The English language school, where I taught Petya, was one of a few specialist Gymnasia. Of these, it and the Maths school were the most sought after.  Entry to these elite institutions was by competitive examination across the whole region as far as Sliven and Yambol, and only children of the Communist elite could expect relatively trouble free acceptance. I was therefore teaching in a school whose recruitment policies resembled a cross between English Grammar and Public Schools. I was teaching the future elite – the surgeons, generals, lawyers, economists, police chiefs, writers and actors of the nation. There was however a down side.

In one of her satirical poems, Petya wrote ironically about the advantages of being an envied pupil of the English language school. These included uniform, hair and makeup   inspections at the school doors and the classroom terror of random oral knowledge tests, on which a pupil’s subject marks depended.

The school’s Director and Deputy Director, lived with the stress of particular political scrutiny –  managing a school that taught a capitalist language and which was filled with highly intelligent, often privileged and sometimes arrogant pupils. With Todor Zhivkov’s concerns about the new generation’s loss of commitment to proletarian values, the two “comrade managers” had to demonstrate the school was beyond any suspicion that its teachers and pupils were not totally loyal to the principles of Marxism-Leninism. The two of them had been chosen mostly on the basis of their party antecedents and certainly not for their knowledge of English language or culture.

So the outcome of the teachers’ meeting following the factory incident was entirely predictable. Similar meetings would routinely reduce pupils’ behaviour marks for such crimes as unexcused absences, smoking in public, shaven heads – a protest against the ban on long hair. Without a great deal of discussion Petya’s behaviour mark was reduced.

It is important to note at this stage that Petya had exhibited no signs of dissidence.  With published poems and a film role under her belt, she was on the doorstep of the intellectual establishment.. Local Burgas poets Christo Fotev and Nedyalko Yordanov spoke glowingly of her poetry. She represented precisely what the forward looking members of the party were seeking in the late seventies – a new personal voice. To this point, the English language School were proud of Petya and probably saw her act of vandalism as an aberration. In time her good behaviour marks would have been restored.

In spite of all wisdom after the event – particularly from Comrade Andreev, desperate to re-establish himself as spokesman of the new generation, the teachers of the English Language School could have had no idea that their response might become a factor in Petya’s unforeseeable death.

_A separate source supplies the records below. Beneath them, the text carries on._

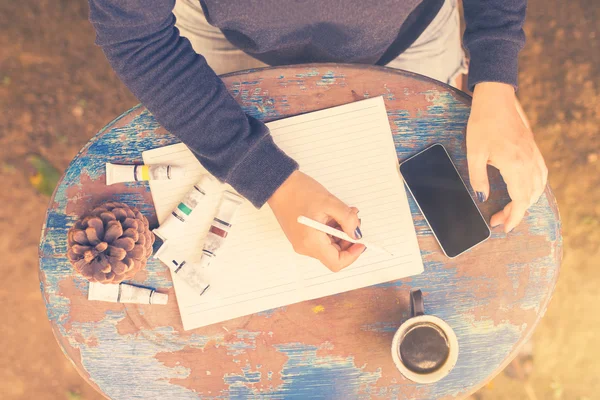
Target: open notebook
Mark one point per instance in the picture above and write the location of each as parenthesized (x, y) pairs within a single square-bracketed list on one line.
[(349, 149)]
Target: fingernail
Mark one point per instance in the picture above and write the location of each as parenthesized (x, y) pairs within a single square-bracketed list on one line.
[(357, 233), (481, 197)]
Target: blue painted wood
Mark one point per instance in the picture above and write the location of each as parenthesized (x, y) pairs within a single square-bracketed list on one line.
[(334, 347)]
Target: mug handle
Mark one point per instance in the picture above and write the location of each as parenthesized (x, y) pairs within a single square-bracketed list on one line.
[(416, 303)]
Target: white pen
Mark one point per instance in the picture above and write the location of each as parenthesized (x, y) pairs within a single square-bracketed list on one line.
[(338, 234)]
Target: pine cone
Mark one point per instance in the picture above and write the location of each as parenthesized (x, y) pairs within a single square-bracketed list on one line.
[(111, 244)]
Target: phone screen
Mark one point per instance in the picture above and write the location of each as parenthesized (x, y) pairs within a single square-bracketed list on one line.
[(444, 200)]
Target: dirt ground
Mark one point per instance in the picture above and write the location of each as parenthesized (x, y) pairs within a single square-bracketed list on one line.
[(57, 90)]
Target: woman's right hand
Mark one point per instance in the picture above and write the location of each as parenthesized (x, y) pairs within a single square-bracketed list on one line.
[(302, 195)]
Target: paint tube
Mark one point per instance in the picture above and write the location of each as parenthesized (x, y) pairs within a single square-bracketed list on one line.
[(230, 203), (133, 173), (125, 293), (191, 273), (175, 221)]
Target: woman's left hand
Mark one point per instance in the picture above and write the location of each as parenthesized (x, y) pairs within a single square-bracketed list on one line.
[(497, 135)]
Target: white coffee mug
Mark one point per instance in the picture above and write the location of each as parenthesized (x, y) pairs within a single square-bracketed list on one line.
[(431, 339)]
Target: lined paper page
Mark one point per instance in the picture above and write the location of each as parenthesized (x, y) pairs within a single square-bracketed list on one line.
[(349, 149)]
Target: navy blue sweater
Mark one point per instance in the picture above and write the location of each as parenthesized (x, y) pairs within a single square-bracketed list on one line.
[(160, 67)]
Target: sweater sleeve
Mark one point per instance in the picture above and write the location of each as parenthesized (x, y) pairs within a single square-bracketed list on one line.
[(494, 37), (160, 67)]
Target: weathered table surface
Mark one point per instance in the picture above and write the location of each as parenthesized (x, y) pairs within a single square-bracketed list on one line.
[(333, 347)]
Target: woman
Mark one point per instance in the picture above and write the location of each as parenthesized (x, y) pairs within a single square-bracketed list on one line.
[(175, 76)]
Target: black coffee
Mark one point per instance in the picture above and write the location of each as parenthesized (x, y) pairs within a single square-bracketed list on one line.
[(424, 348)]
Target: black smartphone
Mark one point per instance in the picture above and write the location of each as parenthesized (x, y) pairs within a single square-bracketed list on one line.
[(444, 200)]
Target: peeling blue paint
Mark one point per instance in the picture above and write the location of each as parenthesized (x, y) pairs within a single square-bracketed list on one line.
[(131, 358)]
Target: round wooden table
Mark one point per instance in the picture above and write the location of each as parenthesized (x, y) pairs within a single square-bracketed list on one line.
[(334, 347)]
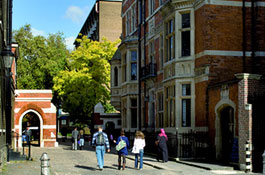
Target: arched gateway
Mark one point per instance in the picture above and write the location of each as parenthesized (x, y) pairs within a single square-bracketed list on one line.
[(33, 109)]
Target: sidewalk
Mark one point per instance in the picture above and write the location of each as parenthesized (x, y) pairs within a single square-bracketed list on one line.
[(150, 160)]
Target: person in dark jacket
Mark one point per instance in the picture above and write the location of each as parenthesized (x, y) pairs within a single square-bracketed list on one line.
[(123, 152), (161, 143)]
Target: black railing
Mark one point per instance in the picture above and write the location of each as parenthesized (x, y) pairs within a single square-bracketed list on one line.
[(149, 71), (192, 144)]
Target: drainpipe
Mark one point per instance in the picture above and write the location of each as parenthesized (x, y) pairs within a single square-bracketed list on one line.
[(253, 36), (144, 10), (244, 34), (139, 66)]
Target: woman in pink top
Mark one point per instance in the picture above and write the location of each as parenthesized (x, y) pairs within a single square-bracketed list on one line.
[(138, 148)]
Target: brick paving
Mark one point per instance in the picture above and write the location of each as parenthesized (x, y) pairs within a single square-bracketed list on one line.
[(64, 161)]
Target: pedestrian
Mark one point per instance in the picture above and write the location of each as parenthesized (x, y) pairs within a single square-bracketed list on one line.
[(74, 138), (138, 149), (124, 151), (161, 143), (81, 139), (64, 133), (100, 140)]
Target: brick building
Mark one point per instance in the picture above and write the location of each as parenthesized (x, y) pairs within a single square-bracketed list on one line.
[(103, 21), (201, 67), (33, 109)]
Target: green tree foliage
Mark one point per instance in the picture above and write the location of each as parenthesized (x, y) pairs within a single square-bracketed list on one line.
[(40, 58), (87, 81)]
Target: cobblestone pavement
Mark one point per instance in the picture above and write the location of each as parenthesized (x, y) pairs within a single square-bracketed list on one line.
[(65, 161)]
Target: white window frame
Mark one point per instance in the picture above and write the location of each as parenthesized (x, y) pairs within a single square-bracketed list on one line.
[(180, 30)]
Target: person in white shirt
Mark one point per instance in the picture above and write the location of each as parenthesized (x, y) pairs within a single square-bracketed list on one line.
[(138, 149)]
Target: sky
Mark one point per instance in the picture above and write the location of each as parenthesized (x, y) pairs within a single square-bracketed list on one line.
[(52, 16)]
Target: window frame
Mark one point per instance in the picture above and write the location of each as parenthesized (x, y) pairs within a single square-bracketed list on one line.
[(186, 97), (169, 40), (133, 62)]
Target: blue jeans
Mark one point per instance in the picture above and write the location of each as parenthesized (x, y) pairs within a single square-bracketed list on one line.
[(100, 151), (141, 154)]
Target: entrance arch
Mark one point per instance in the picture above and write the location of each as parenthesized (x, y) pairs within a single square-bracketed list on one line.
[(224, 129), (40, 129)]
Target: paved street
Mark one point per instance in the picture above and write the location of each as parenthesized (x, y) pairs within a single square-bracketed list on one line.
[(65, 161)]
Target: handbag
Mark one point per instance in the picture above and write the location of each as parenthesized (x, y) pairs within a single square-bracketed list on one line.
[(121, 145)]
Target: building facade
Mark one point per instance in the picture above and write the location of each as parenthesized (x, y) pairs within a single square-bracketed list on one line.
[(33, 109), (197, 63), (7, 80), (103, 21)]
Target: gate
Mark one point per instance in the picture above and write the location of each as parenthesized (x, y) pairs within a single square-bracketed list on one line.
[(258, 130), (192, 144)]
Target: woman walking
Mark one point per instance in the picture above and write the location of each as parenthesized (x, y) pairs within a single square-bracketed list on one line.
[(138, 149), (81, 139), (161, 143), (124, 151)]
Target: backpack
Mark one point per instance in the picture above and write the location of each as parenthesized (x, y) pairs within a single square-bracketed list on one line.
[(100, 140)]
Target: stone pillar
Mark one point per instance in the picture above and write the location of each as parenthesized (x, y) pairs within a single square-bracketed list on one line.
[(246, 87)]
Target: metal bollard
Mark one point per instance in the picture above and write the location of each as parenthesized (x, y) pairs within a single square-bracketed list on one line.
[(248, 157), (263, 155), (45, 165)]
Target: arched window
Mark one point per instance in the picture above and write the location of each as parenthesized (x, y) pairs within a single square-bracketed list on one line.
[(115, 76)]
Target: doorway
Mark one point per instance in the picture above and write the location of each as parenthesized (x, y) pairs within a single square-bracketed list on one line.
[(227, 133), (32, 121)]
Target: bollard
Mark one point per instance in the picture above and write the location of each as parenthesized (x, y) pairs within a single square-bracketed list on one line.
[(45, 165), (248, 157), (263, 155)]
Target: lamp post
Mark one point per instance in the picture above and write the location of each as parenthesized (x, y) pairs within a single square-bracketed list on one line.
[(8, 58)]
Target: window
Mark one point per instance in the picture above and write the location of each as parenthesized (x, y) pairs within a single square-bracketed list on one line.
[(133, 113), (151, 6), (124, 113), (124, 68), (170, 40), (161, 51), (160, 111), (186, 105), (133, 65), (170, 106), (116, 76), (185, 34), (160, 2), (152, 52), (133, 22), (128, 23)]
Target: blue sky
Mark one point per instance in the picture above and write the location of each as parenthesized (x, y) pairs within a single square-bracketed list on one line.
[(52, 16)]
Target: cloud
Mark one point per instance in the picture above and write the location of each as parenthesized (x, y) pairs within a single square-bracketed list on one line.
[(77, 14), (70, 42), (36, 32)]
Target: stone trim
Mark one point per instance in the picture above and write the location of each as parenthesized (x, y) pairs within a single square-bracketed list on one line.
[(34, 91), (248, 76)]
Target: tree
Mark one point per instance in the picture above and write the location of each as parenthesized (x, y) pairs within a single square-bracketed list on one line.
[(87, 81), (40, 58)]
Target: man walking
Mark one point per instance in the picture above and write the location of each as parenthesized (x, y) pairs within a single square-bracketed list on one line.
[(74, 139), (100, 140)]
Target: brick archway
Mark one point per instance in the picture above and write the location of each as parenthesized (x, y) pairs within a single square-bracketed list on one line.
[(39, 103), (41, 126)]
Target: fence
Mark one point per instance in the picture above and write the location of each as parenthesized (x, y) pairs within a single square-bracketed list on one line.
[(191, 144)]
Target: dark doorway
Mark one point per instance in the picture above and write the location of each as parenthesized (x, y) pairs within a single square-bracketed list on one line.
[(258, 131), (32, 121), (227, 130)]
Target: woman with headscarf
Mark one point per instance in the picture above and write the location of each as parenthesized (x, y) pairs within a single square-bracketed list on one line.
[(161, 143)]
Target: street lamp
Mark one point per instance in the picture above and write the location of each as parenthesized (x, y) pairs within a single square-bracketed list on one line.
[(8, 57)]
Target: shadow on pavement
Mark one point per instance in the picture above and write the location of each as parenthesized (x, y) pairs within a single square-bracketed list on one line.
[(126, 167), (86, 167)]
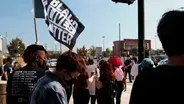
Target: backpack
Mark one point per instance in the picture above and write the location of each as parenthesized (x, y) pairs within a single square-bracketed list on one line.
[(119, 73)]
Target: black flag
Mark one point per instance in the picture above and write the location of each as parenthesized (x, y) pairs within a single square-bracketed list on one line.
[(63, 25)]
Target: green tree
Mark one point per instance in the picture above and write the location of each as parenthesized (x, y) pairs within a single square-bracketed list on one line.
[(92, 51), (15, 47), (108, 51), (82, 51), (134, 50)]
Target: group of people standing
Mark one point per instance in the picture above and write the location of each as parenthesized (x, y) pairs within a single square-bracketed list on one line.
[(35, 84)]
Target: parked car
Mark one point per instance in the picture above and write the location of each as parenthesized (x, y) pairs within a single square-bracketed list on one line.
[(162, 62), (52, 62)]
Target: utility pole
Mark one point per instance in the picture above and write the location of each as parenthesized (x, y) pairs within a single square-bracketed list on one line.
[(103, 43), (120, 40), (141, 40)]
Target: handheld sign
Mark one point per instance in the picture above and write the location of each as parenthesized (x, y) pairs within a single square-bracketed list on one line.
[(63, 25)]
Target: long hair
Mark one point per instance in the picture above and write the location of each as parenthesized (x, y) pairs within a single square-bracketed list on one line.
[(106, 70)]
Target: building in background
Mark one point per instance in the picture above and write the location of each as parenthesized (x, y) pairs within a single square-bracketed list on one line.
[(125, 46)]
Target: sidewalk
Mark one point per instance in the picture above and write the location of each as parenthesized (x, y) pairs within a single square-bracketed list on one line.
[(124, 97)]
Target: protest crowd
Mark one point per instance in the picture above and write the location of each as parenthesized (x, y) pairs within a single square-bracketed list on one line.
[(95, 83)]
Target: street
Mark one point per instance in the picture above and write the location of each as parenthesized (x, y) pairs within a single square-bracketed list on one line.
[(124, 98)]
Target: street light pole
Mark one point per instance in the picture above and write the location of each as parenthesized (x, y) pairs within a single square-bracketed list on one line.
[(120, 40), (155, 42), (103, 43), (141, 30)]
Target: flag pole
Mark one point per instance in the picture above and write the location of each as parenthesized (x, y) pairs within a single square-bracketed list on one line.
[(35, 28)]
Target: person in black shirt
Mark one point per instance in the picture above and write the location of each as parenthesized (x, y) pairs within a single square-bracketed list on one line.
[(163, 85), (21, 82)]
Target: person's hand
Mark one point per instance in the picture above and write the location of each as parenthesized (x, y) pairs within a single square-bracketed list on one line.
[(99, 84)]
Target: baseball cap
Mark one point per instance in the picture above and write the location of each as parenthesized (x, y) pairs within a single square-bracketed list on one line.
[(147, 63)]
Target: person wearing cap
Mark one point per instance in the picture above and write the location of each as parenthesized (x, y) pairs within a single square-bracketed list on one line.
[(146, 64), (120, 81)]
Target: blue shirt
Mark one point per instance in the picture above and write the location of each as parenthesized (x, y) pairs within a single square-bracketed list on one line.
[(48, 90)]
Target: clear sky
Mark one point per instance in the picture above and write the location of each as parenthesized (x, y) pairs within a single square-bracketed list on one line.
[(100, 17)]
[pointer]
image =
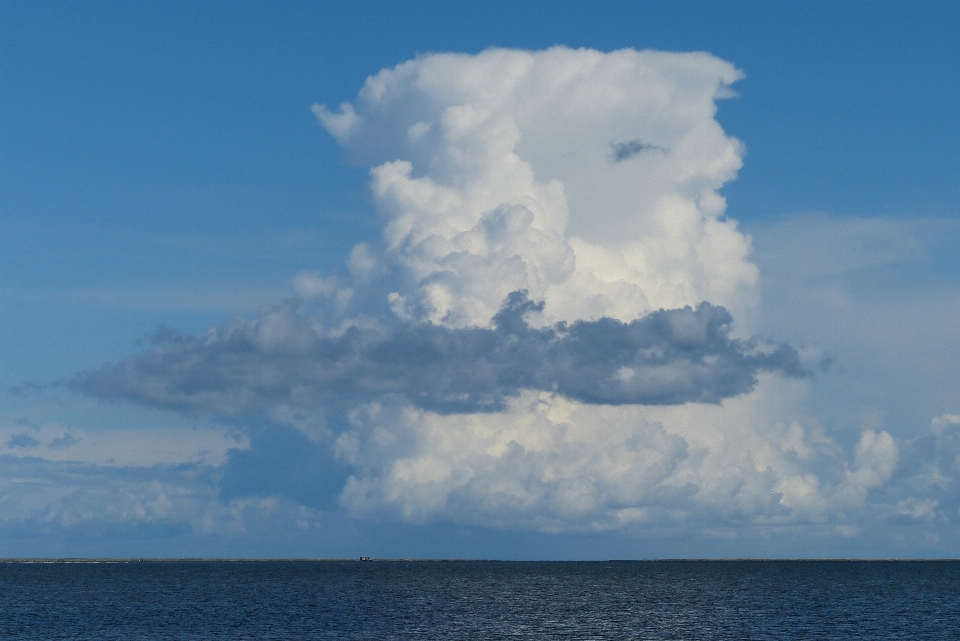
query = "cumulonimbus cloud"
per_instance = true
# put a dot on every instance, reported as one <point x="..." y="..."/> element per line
<point x="627" y="396"/>
<point x="665" y="358"/>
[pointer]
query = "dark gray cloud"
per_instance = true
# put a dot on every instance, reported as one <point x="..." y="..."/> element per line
<point x="243" y="367"/>
<point x="625" y="150"/>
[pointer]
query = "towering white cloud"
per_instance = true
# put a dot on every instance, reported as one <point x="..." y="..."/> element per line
<point x="588" y="179"/>
<point x="561" y="349"/>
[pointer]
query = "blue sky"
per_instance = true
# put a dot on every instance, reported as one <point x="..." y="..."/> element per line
<point x="165" y="185"/>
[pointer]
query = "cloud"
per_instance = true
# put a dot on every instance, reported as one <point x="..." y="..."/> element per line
<point x="552" y="331"/>
<point x="626" y="150"/>
<point x="491" y="174"/>
<point x="667" y="357"/>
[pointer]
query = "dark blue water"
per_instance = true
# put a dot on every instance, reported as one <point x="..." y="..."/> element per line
<point x="480" y="600"/>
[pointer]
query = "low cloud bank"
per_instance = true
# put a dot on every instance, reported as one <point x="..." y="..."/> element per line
<point x="668" y="357"/>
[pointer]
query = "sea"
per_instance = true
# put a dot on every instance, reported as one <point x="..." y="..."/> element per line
<point x="479" y="600"/>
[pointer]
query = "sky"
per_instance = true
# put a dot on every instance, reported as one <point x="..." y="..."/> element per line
<point x="506" y="280"/>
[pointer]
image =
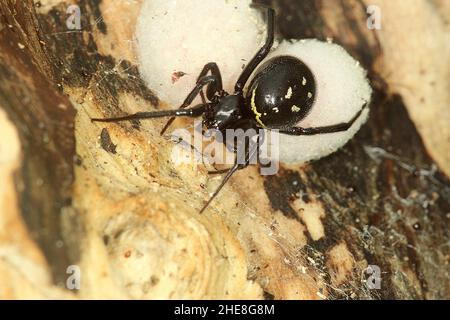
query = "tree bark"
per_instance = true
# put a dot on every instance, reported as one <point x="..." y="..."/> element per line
<point x="109" y="200"/>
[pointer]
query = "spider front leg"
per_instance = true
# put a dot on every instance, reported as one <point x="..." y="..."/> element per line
<point x="194" y="112"/>
<point x="211" y="89"/>
<point x="343" y="126"/>
<point x="260" y="55"/>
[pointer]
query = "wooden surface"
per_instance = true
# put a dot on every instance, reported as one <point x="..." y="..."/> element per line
<point x="108" y="198"/>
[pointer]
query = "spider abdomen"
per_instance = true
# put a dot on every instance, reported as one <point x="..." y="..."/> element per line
<point x="281" y="93"/>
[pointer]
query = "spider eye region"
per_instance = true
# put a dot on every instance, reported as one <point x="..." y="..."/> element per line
<point x="281" y="93"/>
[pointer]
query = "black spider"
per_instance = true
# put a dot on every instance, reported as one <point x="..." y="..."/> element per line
<point x="281" y="93"/>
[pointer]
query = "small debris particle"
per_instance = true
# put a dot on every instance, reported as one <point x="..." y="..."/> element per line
<point x="106" y="143"/>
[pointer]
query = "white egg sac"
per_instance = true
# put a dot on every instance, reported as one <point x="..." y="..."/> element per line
<point x="180" y="37"/>
<point x="341" y="91"/>
<point x="175" y="39"/>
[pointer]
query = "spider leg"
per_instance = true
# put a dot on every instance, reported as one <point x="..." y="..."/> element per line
<point x="343" y="126"/>
<point x="260" y="55"/>
<point x="250" y="152"/>
<point x="212" y="88"/>
<point x="194" y="112"/>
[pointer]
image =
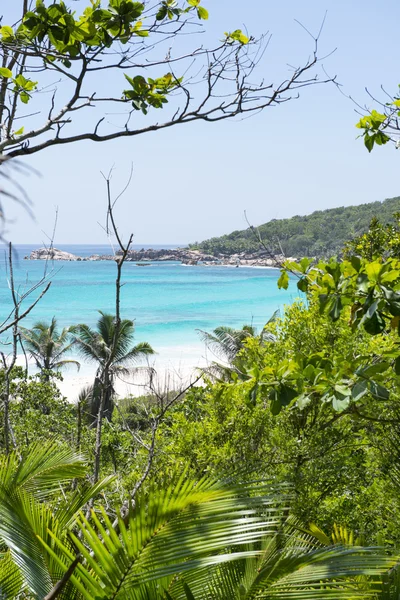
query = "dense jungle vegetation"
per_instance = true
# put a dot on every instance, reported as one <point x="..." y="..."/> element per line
<point x="321" y="234"/>
<point x="278" y="477"/>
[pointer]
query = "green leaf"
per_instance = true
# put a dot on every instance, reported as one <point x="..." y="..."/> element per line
<point x="371" y="370"/>
<point x="336" y="309"/>
<point x="369" y="141"/>
<point x="359" y="389"/>
<point x="283" y="281"/>
<point x="340" y="403"/>
<point x="302" y="284"/>
<point x="4" y="72"/>
<point x="24" y="97"/>
<point x="374" y="325"/>
<point x="378" y="391"/>
<point x="202" y="13"/>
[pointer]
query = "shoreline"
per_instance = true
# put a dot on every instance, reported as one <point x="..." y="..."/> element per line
<point x="145" y="258"/>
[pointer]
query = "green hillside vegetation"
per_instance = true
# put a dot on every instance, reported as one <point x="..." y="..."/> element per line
<point x="323" y="233"/>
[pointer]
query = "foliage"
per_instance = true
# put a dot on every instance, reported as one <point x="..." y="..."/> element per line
<point x="321" y="234"/>
<point x="99" y="346"/>
<point x="379" y="241"/>
<point x="381" y="127"/>
<point x="48" y="346"/>
<point x="128" y="44"/>
<point x="225" y="343"/>
<point x="188" y="539"/>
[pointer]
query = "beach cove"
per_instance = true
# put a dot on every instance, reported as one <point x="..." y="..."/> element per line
<point x="168" y="301"/>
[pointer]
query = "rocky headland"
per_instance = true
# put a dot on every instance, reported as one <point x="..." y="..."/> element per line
<point x="182" y="255"/>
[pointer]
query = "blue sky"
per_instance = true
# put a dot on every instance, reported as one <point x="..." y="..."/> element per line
<point x="195" y="181"/>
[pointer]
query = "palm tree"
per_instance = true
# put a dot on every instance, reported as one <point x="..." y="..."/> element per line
<point x="112" y="352"/>
<point x="226" y="342"/>
<point x="188" y="540"/>
<point x="47" y="346"/>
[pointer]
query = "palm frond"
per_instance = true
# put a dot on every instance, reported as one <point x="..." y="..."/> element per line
<point x="43" y="469"/>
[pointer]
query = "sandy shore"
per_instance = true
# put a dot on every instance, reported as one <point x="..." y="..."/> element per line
<point x="142" y="381"/>
<point x="172" y="368"/>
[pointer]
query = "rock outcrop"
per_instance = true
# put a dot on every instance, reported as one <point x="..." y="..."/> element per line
<point x="51" y="254"/>
<point x="186" y="257"/>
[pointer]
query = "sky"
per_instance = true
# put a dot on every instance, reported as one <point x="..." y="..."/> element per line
<point x="195" y="181"/>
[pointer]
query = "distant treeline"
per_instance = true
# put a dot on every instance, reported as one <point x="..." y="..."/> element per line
<point x="323" y="233"/>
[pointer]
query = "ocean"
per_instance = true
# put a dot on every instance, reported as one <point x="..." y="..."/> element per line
<point x="169" y="302"/>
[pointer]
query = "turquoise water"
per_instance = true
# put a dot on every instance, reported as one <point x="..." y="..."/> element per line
<point x="168" y="301"/>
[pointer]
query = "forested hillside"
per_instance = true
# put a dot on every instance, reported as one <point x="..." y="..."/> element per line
<point x="323" y="233"/>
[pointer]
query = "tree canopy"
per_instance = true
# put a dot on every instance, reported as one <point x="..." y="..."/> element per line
<point x="323" y="233"/>
<point x="54" y="61"/>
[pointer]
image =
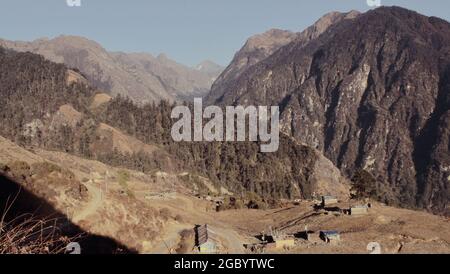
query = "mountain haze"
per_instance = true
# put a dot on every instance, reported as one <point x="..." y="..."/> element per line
<point x="372" y="93"/>
<point x="140" y="76"/>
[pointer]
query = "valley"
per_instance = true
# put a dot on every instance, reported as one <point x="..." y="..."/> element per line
<point x="361" y="165"/>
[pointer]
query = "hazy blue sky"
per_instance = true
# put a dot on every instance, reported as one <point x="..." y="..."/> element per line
<point x="189" y="31"/>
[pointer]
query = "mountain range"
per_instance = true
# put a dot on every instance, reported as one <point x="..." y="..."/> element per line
<point x="371" y="92"/>
<point x="139" y="76"/>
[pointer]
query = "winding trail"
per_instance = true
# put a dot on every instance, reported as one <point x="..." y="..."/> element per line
<point x="95" y="202"/>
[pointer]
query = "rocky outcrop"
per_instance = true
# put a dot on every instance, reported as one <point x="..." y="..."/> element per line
<point x="142" y="77"/>
<point x="371" y="93"/>
<point x="261" y="46"/>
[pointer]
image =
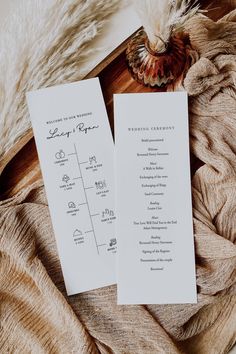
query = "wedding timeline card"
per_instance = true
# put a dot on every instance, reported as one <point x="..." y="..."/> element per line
<point x="75" y="147"/>
<point x="155" y="259"/>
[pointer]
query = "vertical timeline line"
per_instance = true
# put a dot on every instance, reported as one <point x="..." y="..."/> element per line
<point x="77" y="158"/>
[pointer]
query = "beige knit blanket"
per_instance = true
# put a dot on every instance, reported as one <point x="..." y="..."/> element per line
<point x="38" y="317"/>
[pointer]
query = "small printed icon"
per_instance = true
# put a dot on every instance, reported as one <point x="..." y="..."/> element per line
<point x="100" y="184"/>
<point x="71" y="205"/>
<point x="65" y="178"/>
<point x="77" y="233"/>
<point x="60" y="155"/>
<point x="92" y="159"/>
<point x="112" y="242"/>
<point x="107" y="212"/>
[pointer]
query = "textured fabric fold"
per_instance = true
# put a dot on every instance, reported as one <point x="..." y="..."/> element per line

What remains with me, however, is the memory of Petya’s live presence in the class. From the centre of the class room, she was a ruling influence.  Sitting next to her friend Maya, she appraised me in my first lesson with the knowing superiority that some girls possess.   This flexing of feminine muscles was not repeated but it indicated a fierce spirit. In succeeding lessons, Petya proved highly intelligent with a cool reserve. She gained her high marks with ease, but I sensed her heart was in Bulgarian literature. She enjoyed singing and she mentions my guitar in a previously unpublished poetical fragment.

What is captivating about her poetry is its simple expression of the teenage condition with all its occasional joys, doubts and fears. She is particularly sensitive to weather and conveys the prevailing seasons of the port city, linking her own moods to changing cloud formations. Throughout, there is a tension between the ideal good daughter/pupil/citizen and the wild soul that yearns to overthrow conventions.  Hers is a voice, like Ann Frank’s that demanded to be listened to and has spoken to generations since. Her poetry is all the more striking because she was unable at her age to resolve her natural rebelliousness with the external requirements of socialism and traditional morality.

However at the time when I stared at her dead face, I had not read many of her poems. All I could feel was the absence of the girl with whom I and all the other pupils shared a classroom. She had understood her own value all too well.